Alliin /ˈæli.ɪn/ is a sulfoxide that is a natural constituent of fresh garlic. It is a derivative of the amino acid cysteine. When fresh garlic is chopped or crushed, the enzyme alliinase converts alliin into allicin, which is responsible for the aroma of fresh garlic. Allicin and other thiosulfinates in garlic are unstable and form a number of other compounds, such as diallyl sulfide (DAS), diallyl disulfide (DADS) and diallyl trisulfide (DAT), dithiins and ajoene.

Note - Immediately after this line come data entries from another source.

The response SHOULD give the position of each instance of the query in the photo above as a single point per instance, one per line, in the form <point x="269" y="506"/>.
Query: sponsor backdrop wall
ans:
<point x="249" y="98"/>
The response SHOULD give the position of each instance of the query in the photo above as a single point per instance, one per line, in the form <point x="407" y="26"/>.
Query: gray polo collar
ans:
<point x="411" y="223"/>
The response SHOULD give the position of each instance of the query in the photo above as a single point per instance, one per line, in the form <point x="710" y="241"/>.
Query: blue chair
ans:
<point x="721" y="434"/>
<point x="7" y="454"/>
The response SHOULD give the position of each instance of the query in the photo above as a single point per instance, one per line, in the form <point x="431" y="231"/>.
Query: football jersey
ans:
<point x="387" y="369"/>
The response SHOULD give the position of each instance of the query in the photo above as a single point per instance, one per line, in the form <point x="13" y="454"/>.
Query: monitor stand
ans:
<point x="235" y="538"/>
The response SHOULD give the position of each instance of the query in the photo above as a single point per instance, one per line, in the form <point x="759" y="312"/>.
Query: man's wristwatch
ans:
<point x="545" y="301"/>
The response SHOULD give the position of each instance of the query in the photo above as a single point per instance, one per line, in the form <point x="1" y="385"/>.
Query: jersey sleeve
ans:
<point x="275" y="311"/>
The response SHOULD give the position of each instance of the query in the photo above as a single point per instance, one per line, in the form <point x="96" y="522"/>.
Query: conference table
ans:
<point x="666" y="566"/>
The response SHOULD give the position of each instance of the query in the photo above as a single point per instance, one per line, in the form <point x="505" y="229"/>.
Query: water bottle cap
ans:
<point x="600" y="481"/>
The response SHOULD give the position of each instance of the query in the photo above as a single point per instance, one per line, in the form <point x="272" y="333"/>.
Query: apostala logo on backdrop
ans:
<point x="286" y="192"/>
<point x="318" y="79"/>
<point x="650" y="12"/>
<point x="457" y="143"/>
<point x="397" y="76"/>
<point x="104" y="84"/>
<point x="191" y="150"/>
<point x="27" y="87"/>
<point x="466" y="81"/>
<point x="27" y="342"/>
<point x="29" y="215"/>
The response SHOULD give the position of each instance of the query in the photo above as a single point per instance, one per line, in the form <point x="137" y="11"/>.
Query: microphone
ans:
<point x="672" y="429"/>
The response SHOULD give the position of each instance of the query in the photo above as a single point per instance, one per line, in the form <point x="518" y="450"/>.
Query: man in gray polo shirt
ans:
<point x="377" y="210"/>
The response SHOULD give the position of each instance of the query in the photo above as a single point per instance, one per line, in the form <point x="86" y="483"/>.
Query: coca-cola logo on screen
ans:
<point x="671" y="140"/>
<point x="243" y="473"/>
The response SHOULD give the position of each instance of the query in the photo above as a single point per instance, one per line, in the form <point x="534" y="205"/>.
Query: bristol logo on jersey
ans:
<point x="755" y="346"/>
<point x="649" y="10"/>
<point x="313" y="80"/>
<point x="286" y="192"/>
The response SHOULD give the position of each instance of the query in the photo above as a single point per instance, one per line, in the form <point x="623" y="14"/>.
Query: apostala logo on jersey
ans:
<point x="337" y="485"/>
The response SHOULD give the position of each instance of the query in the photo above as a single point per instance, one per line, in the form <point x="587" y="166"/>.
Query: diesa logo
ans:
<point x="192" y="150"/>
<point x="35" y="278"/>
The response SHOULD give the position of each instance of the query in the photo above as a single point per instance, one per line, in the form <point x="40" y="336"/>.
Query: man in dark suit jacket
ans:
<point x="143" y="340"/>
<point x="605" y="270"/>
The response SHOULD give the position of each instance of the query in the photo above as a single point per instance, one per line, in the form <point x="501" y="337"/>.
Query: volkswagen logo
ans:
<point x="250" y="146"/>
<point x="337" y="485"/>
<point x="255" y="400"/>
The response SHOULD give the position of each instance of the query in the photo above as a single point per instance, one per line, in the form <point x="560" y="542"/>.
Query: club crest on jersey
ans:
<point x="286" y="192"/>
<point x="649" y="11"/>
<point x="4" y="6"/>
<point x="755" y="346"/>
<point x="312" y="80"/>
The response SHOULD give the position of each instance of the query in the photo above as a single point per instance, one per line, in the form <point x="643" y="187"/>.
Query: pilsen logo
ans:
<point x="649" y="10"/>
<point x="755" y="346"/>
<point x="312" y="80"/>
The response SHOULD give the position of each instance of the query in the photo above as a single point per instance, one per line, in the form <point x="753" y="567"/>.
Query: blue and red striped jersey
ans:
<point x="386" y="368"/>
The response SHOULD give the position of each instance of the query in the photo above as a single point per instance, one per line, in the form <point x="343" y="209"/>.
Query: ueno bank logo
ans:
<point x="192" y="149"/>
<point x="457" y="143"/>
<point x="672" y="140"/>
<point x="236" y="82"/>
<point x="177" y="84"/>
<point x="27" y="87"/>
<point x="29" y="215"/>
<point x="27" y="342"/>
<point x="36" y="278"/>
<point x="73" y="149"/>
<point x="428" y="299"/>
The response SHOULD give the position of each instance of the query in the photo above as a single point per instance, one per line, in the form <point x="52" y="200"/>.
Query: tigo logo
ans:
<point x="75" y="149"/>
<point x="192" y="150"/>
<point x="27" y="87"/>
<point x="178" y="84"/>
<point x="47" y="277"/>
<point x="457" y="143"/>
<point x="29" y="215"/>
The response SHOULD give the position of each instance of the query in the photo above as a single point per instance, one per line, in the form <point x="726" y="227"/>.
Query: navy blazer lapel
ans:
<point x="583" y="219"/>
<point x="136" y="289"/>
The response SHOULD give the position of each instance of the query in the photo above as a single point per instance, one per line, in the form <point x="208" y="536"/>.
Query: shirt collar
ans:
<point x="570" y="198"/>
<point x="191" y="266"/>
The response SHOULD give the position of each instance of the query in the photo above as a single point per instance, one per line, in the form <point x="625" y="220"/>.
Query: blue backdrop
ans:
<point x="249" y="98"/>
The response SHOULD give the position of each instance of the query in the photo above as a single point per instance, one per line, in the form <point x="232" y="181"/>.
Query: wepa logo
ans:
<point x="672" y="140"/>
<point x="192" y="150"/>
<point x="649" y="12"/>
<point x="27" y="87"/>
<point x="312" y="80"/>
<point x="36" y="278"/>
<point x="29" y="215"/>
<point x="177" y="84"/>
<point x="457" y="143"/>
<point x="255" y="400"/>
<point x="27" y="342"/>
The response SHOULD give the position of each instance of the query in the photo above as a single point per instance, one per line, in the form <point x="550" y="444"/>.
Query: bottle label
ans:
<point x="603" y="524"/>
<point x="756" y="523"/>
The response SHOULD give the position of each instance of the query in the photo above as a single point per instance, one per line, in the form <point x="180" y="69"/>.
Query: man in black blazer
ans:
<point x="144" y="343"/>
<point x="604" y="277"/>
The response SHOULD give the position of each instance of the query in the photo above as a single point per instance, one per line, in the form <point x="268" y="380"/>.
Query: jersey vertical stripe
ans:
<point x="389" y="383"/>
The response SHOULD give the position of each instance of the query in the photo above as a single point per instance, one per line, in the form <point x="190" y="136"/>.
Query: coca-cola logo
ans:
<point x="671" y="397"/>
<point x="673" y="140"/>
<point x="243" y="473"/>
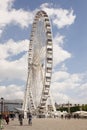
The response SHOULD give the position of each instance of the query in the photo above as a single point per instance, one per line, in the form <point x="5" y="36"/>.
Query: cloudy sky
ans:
<point x="68" y="19"/>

Garlic powder is not a source of alliin, nor is fresh garlic upon maceration, since the enzymatic conversion to allicin takes place in the order of seconds.

Alliin was the first natural product found to have both carbon- and sulfur-centered stereochemistry.

== Chemical synthesis ==
The first reported synthesis, by Stoll and Seebeck in 1951, begins the alkylation of L-cysteine with allyl bromide to form deoxyalliin. Oxidation of this sulfide with hydrogen peroxide gives both diastereomers of L-alliin, differing in the orientation of the oxygen atom on the sulfur stereocenter.

A newer route, reported by Koch and Keusgen in 1998, allows stereospecific oxidation using conditions similar to the Sharpless asymmetric epoxidation. The chiral catalyst is produced from diethyl tartrate and titanium isopropoxide.

== Medical exploration ==

Garlic has been used since antiquity for conditions now associated with oxidative stress (production and accumulation of reactive oxygen species (ROS)). In an in vitro test, garlic powder showed antioxidant properties, and alliin showed good hydroxyl radical-scavenging effect. Alliin has also been found to affect immune responses in blood cells in vitro.